Researchers looked at how UV light affected mice who already had an increased risk of getting the cancer, in research published in Nature, a journal.
They showed that such light brings about faults in a gene (p53) which usually plays a part in protecting from the impact of UV-light caused DNA damage.
It was also found that sunscreen can bring down the amount of UV-caused DNA damage a lot - but does not protect against it totally and UV was still able to target the p53 gene and bring on melanoma, at a smaller rate.
"This research adds important evidence showing that sunscreen has a role, but that you shouldn’t just rely on this to protect your skin.
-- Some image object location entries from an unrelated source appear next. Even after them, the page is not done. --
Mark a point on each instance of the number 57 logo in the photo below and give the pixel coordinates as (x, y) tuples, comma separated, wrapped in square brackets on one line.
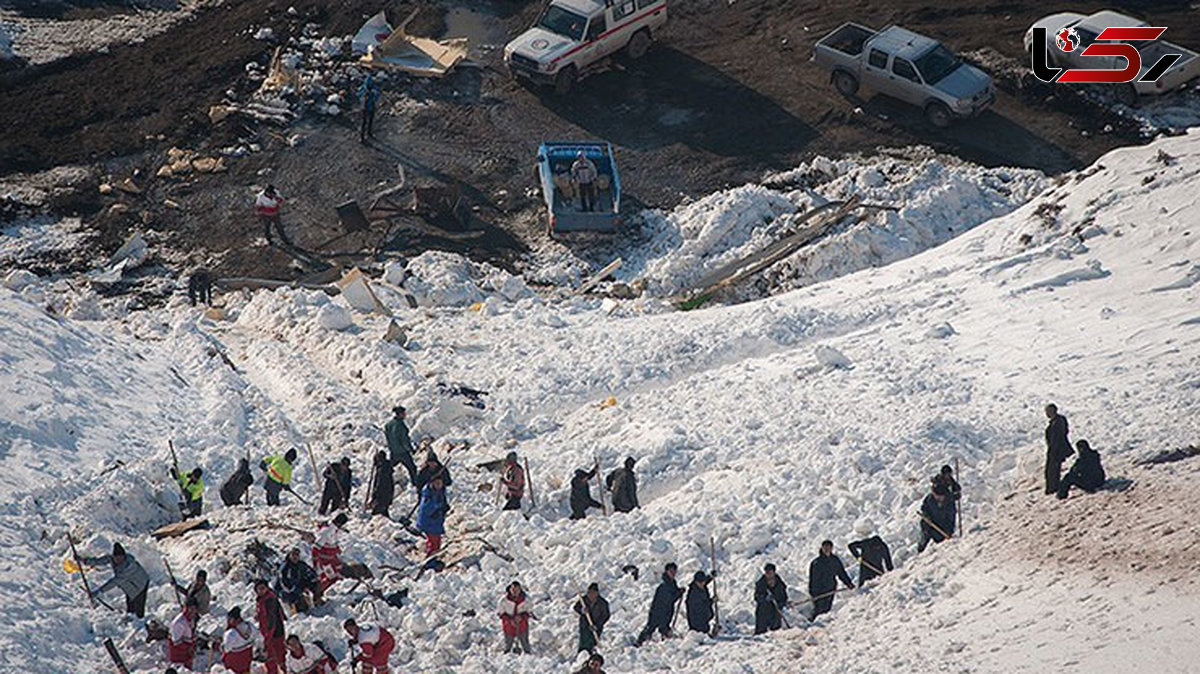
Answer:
[(1119, 38)]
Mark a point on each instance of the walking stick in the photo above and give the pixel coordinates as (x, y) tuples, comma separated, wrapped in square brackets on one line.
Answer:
[(717, 605), (936, 528), (604, 504), (533, 498), (959, 477)]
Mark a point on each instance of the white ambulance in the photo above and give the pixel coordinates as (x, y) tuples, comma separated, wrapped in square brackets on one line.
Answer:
[(573, 36)]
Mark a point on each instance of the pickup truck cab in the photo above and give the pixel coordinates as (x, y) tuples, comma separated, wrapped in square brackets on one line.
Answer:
[(571, 37), (1090, 28), (907, 66)]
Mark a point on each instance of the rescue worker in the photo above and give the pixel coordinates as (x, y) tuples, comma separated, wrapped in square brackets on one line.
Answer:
[(1057, 447), (594, 614), (279, 475), (823, 575), (400, 443), (583, 174), (307, 659), (375, 645), (769, 599), (666, 596), (513, 480), (267, 208), (623, 485), (238, 645), (515, 614), (700, 603), (192, 487), (127, 575), (270, 626), (431, 515), (181, 637), (234, 488), (383, 488)]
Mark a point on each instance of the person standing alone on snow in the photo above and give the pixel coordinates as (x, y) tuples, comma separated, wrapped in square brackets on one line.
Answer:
[(623, 485), (823, 575), (663, 607), (1057, 447), (515, 614), (400, 443), (513, 480), (769, 599)]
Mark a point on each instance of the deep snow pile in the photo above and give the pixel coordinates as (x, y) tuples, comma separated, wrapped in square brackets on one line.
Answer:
[(769, 426), (933, 199)]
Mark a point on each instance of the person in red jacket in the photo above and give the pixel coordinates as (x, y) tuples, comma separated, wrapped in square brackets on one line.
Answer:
[(181, 638), (270, 625), (515, 615), (238, 647), (373, 642)]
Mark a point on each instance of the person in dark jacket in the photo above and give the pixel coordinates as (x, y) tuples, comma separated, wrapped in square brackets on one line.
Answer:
[(383, 489), (235, 487), (336, 492), (431, 468), (581, 493), (946, 479), (663, 608), (700, 603), (623, 485), (400, 444), (939, 515), (1057, 447), (594, 614), (1087, 474), (769, 599), (823, 575), (127, 576), (295, 579), (874, 558)]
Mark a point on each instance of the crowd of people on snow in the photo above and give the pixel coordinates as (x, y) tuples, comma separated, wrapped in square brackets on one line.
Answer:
[(301, 585)]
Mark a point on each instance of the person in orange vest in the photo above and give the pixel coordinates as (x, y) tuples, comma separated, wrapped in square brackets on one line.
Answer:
[(238, 647), (279, 474), (327, 553), (270, 625), (267, 208), (375, 645), (513, 479), (309, 659), (181, 637)]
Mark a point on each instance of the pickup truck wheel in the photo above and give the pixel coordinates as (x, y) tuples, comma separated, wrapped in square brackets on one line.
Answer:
[(639, 44), (1127, 95), (846, 83), (939, 115), (565, 80)]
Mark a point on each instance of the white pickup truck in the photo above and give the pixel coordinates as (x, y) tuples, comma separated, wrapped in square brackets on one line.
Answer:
[(1090, 28), (907, 66), (573, 36)]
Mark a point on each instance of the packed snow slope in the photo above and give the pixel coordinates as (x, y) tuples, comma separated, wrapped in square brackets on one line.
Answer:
[(767, 426)]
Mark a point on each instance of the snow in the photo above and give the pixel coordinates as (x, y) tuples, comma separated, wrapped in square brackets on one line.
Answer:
[(769, 425)]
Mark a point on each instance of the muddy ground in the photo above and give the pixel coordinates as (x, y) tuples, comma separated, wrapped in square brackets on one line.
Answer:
[(727, 94)]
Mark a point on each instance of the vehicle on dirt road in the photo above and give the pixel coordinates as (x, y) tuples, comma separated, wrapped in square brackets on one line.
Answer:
[(573, 38), (1183, 71), (907, 66), (561, 190)]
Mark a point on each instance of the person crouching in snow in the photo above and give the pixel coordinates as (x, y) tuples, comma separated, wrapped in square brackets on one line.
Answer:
[(181, 638), (309, 659), (515, 614), (431, 515), (375, 645), (238, 647)]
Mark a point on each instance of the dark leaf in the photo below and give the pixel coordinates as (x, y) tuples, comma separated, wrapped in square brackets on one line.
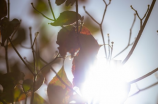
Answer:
[(66, 18), (20, 36), (58, 93), (59, 2), (91, 25), (39, 81), (27, 84), (40, 5), (3, 8)]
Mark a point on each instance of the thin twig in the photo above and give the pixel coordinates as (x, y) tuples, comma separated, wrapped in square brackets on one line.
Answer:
[(41, 13), (48, 64), (140, 33), (33, 89), (57, 74), (100, 24), (90, 15), (20, 56), (36, 34), (51, 9), (144, 76), (77, 15), (32, 48), (146, 12), (108, 46), (8, 9), (6, 56)]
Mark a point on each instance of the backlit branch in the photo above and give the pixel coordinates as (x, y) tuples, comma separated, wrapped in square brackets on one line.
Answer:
[(130, 34), (140, 33), (100, 24), (148, 74)]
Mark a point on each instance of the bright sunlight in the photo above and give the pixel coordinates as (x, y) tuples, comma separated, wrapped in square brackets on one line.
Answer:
[(105, 83)]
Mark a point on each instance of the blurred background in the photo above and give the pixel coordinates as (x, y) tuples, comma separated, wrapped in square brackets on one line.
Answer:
[(117, 23)]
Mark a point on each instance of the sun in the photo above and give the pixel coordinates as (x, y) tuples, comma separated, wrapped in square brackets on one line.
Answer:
[(105, 83)]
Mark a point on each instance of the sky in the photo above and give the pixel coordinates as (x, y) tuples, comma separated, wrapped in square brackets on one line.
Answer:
[(117, 23)]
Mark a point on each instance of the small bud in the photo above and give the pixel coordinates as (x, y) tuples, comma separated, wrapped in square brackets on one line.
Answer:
[(36, 34), (131, 7)]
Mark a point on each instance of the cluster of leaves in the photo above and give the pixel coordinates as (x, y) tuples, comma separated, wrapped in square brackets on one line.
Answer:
[(14, 87), (73, 38)]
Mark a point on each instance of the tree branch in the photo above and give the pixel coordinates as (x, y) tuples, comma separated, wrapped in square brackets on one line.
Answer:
[(140, 33)]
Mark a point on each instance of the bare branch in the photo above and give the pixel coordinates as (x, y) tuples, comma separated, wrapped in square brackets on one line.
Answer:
[(140, 33), (130, 34), (51, 9)]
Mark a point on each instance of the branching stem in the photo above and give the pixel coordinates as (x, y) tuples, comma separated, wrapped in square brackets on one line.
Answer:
[(140, 33), (51, 9)]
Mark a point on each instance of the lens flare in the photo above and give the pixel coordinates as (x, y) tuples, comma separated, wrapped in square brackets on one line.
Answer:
[(105, 83)]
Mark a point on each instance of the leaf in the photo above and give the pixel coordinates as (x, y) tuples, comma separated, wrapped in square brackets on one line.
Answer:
[(27, 84), (57, 92), (3, 8), (40, 5), (20, 36), (66, 18), (38, 99), (8, 82), (7, 28), (59, 2)]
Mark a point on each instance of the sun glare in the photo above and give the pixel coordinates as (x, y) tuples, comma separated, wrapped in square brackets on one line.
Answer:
[(105, 83)]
It’s essential to get into good sun safety habits, whether at home or abroad, and take care not to burn," commented Cancer Research UK head of health information Dr Julie Sharp.
In strong sun, she advised people to wear a t shirt, spend time in shade and wear SPF15 or higher sunscreen with good protection from UVA.
The public have been told through health campaigns to use clothing and shade for protection and use sunscreen on parts that can't be covered up.
The new research was the work of scientists at Cancer Research UK’s Manchester Institute and Institute of Cancer Research in London.